Veterinarians, like doctors, must go to school, undergo many hours of training and endure long hours on the job. But the rewards of being a veterinarian are numerous. If considering a career as a vet, it's important to analyze the pros and cons.
Gaining admission into one of the 28 American schools accredited by the Association of American Veterinary Medical Colleges (or AAVMC) is a rigorous process. Most schools, according to the AAVMC website, require at least 80 credit hours (mostly in science) from an accredited university. Once admitted into a four-year program, out-of-state students pay anywhere from $35,000 to $50,000 per year in tuition and fees. Vet school courses are difficult, as they are very technical: vet students joke that unlike medical doctors, they are required to know more species than one.
While tending to a happy fluffy puppy is a great thought, the work of a veterinarian is very different. The reality is that animals brought into clinics are often very sick and they might soon die. Giving medical treatment to a wounded animal requires fortitude that even the biggest animal lover might not possess. Secondly, vets perform surgery, see blood, treat infections and perform many other unpleasant tasks.
The patient might not be able to provide feedback, but unhappy pet owners certainly can. Some pet owners might be irritable, rude and difficult to placate. Customer service is a crucial part of the job, since getting along with pet owners provides job security.

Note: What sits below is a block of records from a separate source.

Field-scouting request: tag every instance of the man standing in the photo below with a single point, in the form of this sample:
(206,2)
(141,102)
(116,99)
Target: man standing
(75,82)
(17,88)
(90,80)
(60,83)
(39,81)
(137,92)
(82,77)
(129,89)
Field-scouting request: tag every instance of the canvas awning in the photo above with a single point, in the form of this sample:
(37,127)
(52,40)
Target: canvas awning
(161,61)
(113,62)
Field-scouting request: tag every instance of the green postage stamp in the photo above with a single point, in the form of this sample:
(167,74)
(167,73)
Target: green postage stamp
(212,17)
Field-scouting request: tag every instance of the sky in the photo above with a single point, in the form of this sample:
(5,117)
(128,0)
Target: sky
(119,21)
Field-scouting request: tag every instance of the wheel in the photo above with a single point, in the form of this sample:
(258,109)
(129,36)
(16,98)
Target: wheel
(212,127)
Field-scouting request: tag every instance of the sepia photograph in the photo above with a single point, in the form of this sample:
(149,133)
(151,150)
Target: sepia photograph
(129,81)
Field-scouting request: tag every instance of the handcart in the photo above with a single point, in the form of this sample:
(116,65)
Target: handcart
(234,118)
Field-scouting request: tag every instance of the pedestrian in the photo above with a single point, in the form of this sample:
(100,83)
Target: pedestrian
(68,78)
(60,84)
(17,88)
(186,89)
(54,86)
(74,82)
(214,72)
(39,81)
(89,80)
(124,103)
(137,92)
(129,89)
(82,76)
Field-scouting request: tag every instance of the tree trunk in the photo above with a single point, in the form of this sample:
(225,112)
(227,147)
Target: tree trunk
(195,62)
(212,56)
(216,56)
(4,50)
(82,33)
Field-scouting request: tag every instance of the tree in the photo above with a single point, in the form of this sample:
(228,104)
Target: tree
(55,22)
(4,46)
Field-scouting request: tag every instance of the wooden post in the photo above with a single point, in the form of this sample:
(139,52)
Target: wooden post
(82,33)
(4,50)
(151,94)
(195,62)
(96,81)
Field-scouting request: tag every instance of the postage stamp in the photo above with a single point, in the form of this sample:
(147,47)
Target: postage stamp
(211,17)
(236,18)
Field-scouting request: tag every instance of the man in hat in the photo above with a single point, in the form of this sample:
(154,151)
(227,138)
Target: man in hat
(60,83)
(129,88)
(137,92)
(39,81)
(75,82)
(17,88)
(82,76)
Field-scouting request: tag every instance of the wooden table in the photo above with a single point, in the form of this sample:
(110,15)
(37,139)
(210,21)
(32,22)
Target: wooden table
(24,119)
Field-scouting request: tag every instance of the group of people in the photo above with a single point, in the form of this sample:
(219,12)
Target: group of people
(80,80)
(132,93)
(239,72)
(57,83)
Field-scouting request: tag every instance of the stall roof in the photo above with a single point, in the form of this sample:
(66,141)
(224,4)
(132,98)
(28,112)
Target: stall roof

Payscale.com indicates that the starting salary for a veterinarian is $50,000 with the opportunity to earn six figures over time. If you own your own clinic, the salary could be higher. However, vets must have business acumen (or hire someone who does) to succeed in running their own clinic.
The career possibilities for a vet are numerous. Large animal vets could be on-call for a local zoo, which means interacting with chimps, zebras and a host of other interesting creatures. Even small animal vets, who specialize primarily in cats and dogs, get to enjoy a day filled with different personalities. Interacting with these creatures also means saving lives, which many find a highly rewarding experience.
Dealing with pet owners can also be enjoyable. Veterinarians get to know animals, but they also get to know members of their community. Helping families save their pet, often regarded as a member of the family, can create a sense of deep fulfillment and job satisfaction. Veterinarians serve as a mentor and counselor to families during times of difficulty: The decision to euthanize an animal is not an easy one, but can be made easier with the support of a good vet. As such, vets help not only pets, but families.